Crises and chaotic scattering in hydrodynamic pilot-wave experiments

TL;DR

This paper explores how hydrodynamic pilot-wave experiments can serve as a bridge to understand the transition from low- to high-dimensional chaos, revealing complex scattering and crisis bifurcations.

Contribution

It demonstrates experimentally how chaotic attractors form and merge in pilot-wave systems, linking low- and high-dimensional chaos in a systematic way.

Findings

Formation of low-dimensional chaotic attractors upon destabilization.

Transition to high-dimensional chaos via merging of chaotic regions.

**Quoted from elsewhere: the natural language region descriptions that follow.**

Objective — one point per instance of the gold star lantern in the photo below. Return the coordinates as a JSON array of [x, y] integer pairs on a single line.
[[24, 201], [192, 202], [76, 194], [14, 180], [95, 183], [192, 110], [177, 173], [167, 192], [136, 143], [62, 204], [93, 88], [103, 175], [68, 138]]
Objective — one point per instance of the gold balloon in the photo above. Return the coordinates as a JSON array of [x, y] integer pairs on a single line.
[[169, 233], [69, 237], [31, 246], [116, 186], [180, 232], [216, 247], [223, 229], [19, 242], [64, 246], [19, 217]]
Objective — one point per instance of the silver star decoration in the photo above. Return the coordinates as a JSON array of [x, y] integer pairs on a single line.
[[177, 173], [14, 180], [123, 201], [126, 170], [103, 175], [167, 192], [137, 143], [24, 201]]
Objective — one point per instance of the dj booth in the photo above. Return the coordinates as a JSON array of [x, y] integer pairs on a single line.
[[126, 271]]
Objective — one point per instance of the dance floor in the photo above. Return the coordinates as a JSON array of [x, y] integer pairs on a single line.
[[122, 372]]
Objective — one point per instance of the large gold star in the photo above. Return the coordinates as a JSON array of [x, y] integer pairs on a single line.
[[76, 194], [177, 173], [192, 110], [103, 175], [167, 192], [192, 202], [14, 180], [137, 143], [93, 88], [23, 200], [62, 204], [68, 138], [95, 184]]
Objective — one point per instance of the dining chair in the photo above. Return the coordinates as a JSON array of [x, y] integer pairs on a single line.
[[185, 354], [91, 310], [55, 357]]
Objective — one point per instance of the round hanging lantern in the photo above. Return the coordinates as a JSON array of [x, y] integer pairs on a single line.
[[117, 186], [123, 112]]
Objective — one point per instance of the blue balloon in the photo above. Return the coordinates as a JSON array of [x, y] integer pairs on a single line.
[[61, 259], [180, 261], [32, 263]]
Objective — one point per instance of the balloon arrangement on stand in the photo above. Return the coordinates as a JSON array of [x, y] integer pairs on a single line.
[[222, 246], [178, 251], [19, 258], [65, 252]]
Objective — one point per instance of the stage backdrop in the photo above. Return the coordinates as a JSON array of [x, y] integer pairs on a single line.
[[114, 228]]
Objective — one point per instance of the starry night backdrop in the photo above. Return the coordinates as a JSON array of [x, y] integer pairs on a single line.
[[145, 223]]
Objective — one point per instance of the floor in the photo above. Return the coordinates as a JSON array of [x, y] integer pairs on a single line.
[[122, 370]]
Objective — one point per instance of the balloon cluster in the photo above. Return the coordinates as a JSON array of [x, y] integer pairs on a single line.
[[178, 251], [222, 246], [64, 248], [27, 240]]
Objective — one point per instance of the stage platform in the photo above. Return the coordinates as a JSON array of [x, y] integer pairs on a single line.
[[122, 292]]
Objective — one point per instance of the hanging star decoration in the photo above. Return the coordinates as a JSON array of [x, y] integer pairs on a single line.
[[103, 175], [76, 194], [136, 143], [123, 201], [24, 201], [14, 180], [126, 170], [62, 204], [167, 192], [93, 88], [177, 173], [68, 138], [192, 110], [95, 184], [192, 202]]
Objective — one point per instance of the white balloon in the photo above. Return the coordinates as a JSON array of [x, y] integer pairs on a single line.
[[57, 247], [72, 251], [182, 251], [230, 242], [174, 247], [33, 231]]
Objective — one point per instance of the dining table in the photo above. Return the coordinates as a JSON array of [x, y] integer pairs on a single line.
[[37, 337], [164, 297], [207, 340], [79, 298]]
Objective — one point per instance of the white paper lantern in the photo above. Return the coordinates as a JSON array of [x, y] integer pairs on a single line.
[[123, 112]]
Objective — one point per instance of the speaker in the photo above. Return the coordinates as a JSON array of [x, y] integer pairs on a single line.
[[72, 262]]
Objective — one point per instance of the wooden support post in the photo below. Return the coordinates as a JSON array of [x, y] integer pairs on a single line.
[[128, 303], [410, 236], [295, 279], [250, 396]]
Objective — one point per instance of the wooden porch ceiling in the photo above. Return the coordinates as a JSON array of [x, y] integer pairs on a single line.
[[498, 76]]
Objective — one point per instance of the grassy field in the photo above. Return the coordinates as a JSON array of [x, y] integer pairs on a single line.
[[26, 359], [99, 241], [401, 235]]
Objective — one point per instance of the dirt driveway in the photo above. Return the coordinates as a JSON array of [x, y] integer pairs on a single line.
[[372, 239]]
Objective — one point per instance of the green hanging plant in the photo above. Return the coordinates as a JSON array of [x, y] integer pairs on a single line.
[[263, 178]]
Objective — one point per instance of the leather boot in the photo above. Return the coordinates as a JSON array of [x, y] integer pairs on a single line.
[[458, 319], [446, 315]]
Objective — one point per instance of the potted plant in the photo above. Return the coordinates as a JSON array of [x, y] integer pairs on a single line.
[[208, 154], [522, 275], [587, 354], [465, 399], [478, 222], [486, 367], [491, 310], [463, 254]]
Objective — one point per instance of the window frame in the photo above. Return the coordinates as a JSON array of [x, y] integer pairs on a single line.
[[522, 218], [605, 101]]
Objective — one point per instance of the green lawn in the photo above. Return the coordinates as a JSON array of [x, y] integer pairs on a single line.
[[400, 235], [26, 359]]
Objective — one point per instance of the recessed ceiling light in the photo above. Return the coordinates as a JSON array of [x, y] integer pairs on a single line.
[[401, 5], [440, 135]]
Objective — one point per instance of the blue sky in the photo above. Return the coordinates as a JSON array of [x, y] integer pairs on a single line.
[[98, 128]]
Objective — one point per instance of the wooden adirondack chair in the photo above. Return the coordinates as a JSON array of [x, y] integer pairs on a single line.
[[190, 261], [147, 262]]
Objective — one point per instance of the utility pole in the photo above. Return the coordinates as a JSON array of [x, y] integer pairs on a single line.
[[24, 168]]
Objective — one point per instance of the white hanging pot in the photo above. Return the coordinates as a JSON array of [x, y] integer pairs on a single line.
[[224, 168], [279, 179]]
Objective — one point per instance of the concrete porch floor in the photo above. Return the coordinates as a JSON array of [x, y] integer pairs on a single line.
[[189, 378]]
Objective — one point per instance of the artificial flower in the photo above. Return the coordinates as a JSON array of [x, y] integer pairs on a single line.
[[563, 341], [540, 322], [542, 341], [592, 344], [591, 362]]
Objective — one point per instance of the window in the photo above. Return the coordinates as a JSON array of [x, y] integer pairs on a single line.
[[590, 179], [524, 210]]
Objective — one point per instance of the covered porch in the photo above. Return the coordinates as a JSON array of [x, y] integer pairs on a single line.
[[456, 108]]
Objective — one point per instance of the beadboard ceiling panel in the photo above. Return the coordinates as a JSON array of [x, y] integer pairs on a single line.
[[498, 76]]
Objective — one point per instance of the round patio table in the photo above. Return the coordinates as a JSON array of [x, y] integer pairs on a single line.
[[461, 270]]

Post-crisis dynamics characterized by scattering from nonattracting chaotic sets.

Abstract

Theoretical foundations of chaos have have been predominantly laid out for finite-dimensional dynamical systems, such as the three-body problem in classical mechanics and the Lorenz model in dissipative systems. In contrast, many real-world chaotic phenomena, e.g. weather, arise in systems with many (formally infinite) degrees of freedom, which limits direct quantitative analysis of such systems using chaos theory. In the present work, we demonstrate that the hydrodynamic pilot-wave systems offer a bridge between low- and high-dimensional chaotic phenomena by allowing for a systematic study of how the former connects to the latter. Specifically, we present experimental results which show the formation of low-dimensional chaotic attractors upon destabilization of regular dynamics and a final transition to high-dimensional chaos via the merging of distinct chaotic regions through a crisis bifurcation. Moreover, we show that the post-crisis dynamics of the system can be rationalized as consecutive scatterings from the nonattracting chaotic sets with lifetimes following exponential distributions.